Wildlife and Conservation
Nigel Otter, the managing trustee and director of IPAN is well-experienced, recognized and very enthusiastic wildlife conservationist with solid understanding of the complexities of the human-animal conflict as well as its possible/ available solutions. Many a time with wild animals in distress and in need of help, the local Forest Department Officers have requested Nigel and the IPAN team to assist. Over the years more than 15 monkeys that were rescued from badly run mini-circuses, from being injured by traffic accidents or from simply being orphan have been reared and rehabilitated back to the wild by Nigel.
Vultures are an endangered species and vulture protection is a crucial matter where veterinary awareness of the dangers of diclofenac, a popular medicine to treat fever and pain in cattle, is very important. Nigel has represented IPAN in many forums to educate veterinarians and public about the fate of the vultures and how they can be saved. You can read and download one of our presentations regarding vultures from here.

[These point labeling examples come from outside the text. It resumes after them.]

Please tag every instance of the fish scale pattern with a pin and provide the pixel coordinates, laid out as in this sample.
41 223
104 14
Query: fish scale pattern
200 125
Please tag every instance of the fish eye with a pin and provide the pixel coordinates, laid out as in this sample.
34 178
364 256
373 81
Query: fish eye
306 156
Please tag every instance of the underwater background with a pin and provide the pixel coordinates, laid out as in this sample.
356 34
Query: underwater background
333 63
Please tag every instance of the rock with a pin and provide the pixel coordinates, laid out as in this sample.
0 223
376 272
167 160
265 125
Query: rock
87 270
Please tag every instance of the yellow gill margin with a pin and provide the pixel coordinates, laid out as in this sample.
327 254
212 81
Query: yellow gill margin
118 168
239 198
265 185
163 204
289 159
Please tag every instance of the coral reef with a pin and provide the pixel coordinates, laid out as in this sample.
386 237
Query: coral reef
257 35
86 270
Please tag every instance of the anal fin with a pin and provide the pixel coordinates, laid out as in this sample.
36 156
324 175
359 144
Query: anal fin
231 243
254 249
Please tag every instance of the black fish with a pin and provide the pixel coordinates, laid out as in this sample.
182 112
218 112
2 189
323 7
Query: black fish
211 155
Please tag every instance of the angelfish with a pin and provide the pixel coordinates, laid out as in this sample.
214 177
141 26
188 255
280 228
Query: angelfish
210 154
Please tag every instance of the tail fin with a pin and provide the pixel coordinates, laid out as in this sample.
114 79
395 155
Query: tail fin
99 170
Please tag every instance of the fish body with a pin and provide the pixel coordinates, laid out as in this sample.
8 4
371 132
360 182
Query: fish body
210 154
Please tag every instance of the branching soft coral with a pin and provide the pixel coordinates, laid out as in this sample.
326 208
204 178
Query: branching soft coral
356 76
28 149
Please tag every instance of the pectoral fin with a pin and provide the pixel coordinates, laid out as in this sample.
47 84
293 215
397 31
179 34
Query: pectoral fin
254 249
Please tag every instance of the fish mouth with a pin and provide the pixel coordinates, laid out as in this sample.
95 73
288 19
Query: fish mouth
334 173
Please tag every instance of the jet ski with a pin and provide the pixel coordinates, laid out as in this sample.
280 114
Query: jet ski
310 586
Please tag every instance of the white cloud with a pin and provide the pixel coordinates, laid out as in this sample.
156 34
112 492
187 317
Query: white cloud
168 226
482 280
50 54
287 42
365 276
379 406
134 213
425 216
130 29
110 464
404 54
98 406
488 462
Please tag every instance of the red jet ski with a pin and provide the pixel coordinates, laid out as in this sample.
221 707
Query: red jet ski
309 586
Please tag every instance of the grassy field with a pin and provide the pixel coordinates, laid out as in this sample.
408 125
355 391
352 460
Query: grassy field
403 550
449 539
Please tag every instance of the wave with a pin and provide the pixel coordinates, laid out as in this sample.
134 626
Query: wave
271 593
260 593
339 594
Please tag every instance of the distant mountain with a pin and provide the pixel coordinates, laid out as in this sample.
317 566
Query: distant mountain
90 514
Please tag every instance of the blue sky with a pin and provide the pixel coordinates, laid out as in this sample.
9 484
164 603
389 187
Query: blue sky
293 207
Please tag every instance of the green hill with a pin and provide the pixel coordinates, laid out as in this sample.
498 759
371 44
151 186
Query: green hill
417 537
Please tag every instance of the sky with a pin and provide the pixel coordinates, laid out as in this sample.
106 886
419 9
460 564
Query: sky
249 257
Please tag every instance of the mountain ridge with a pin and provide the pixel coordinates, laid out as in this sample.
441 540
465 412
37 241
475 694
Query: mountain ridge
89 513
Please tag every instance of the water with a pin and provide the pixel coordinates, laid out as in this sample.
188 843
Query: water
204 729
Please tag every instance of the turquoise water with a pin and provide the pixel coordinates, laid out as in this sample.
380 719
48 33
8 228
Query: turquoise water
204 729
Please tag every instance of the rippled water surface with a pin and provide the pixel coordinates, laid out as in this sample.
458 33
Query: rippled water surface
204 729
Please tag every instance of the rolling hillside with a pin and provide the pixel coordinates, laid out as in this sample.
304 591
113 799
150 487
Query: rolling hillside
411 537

Rivaldo, is a male elephant in the wild, whose trunk had been severely injured, leaving it 9 inches shorter than normal. With the cripple trunk, Rivaldo was not able to feed himself – especially when the fodder was scarce in the drought-hit Masinagudi-Mudumalai area. Together with the Forest Department, IPAN team started providing supplementary feed for the elephant, literally hand-feeding him in the beginning to allow the injured and infected trunk to heal. Rivaldo trusted his caregivers and allowed them to come very close but also understood his place in the nature and as the trunk became better he learned to use it against his front leg when taking food in to his mouth and begun to appear for the supplementary feeding session less and less frequently. This was very happy news for the caretaker team who saw that Rivaldo was now able to feed himself and so survive on its own in the wild.
IPAN has coordinated a group of village firefighters to battle the devastating forest fires often destroying large areas of forest land during the dry season. Forest fires kill many wild animals and force the survivors to seek new habitat from elsewhere. In the thickness of the bushes, the local tribal people who know the forest paths well, are the best to fight the fires. This is really hard work. We have also supported the Forest Departments efforts to prevent forest fires by distributing posters that remind people to be careful with fire and of the legal consequences of setting forest on fire.